Femtosecond laser direct inscription of 3D photonic devices in Er/Yb-doped oxyfluoride nano-glass ceramics

The present work demonstrates the potential of transparent oxyfluoride nano-glass ceramics co-doped with Er³⁺/Yb³⁺ ions for the integration of 3D photonic devices by femtosecond laser inscription in the low repetition-rate regime (1 kHz). The results suggest that this target material is an excellent host for the integration of active photonic devices.

The use of ultrashort laser pulses for the inscription of optical waveguides in transparent dielectrics has attracted great attention since the first demonstration due to the intrinsic properties of the technique; the fabrication is direct and can be applied to almost any transparent dielectric, it does not require any specific sample preparation and, more remarkably, it allows the implementation of 3D structures.

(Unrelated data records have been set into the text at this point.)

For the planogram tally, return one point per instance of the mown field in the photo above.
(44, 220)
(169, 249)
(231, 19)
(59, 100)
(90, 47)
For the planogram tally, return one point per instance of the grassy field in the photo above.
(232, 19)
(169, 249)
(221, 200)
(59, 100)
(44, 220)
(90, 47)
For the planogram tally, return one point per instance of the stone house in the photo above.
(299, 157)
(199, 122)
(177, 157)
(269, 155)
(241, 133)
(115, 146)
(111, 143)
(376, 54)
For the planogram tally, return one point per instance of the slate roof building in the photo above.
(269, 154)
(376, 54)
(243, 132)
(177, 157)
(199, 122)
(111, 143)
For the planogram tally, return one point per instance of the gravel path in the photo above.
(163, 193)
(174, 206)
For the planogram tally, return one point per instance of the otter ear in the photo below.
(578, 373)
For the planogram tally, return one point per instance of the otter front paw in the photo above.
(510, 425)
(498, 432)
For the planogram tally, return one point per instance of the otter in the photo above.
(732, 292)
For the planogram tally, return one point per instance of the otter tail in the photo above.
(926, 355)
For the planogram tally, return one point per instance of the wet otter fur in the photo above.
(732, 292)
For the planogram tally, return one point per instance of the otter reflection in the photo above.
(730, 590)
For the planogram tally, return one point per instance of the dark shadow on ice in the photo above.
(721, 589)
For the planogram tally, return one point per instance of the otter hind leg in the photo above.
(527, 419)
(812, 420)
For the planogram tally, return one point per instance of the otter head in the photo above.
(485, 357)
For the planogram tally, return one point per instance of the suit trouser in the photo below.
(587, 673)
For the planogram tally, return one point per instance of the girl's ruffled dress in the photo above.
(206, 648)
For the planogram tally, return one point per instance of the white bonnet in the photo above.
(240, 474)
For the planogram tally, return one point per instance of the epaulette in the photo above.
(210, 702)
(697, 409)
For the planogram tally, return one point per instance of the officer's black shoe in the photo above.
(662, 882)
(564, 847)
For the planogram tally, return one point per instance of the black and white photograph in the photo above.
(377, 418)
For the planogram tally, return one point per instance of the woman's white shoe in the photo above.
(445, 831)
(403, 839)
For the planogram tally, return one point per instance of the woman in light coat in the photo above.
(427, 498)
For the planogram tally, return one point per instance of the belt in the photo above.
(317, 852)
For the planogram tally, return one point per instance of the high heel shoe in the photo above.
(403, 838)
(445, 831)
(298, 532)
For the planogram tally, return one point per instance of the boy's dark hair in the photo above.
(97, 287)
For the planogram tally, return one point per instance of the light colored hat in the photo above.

Among the different substrates used for waveguide inscription by femtosecond laser irradiation, oxifluoride nano-glass ceramics containing rare-earth doped fluoride nanocrystals combine the good mechanical and chemical stabilities of oxide glasses with the low phonon energy of fluoride crystals, thus being of great interest in the operation of active devices.

This collaborative work carried out by the groups led by Javier Vázquez de Aldana (University of Salamanca), Alicia Durán (ICV-CSIC) and Rolindes Balda (CFM, UPV/EHU), demonstrates the potential of transparent oxyfluoride nano-glass ceramics co-doped with Er³⁺/Yb³⁺ ions for the integration of 3D photonic devices by femtosecond laser inscription. The fabrication is not critical, finding a wide range of irradiation conditions (pulse energy and scanning velocity) in which guiding structures are produced supporting high-quality modes. The technique of multi-scan inscription was successfully applied to tailor the refractive index profile of the waveguides, obtaining multimodal structures. The suitability of the glass-ceramics as substrate for the integration of complex photonic elements was demonstrated by implementing several splitter designs, both 2D and 3D (Figure 1, left column). The modal profiles at output preserved the single mode behavior at 633 and 800 nm (see normalized intensity for 800 nm in the Figure, central column). The results demonstrate the optimum behavior of Er³⁺/Yb³⁺ oxyfluoride nano-glass ceramics as a host material for the integration of complex 3D active photonic circuits by femtosecond laser irradiation.

Figure: Scheme of the implemented photonic elements (left column), normalized near-field modal profiles at 800 nm (central column), and microscopic pictures of the output facet (right column). From top to bottom, 1×2 splitter, Mach-Zehnder interferometer, 1×4 splitter (2D), and 1×4 splitter (3D).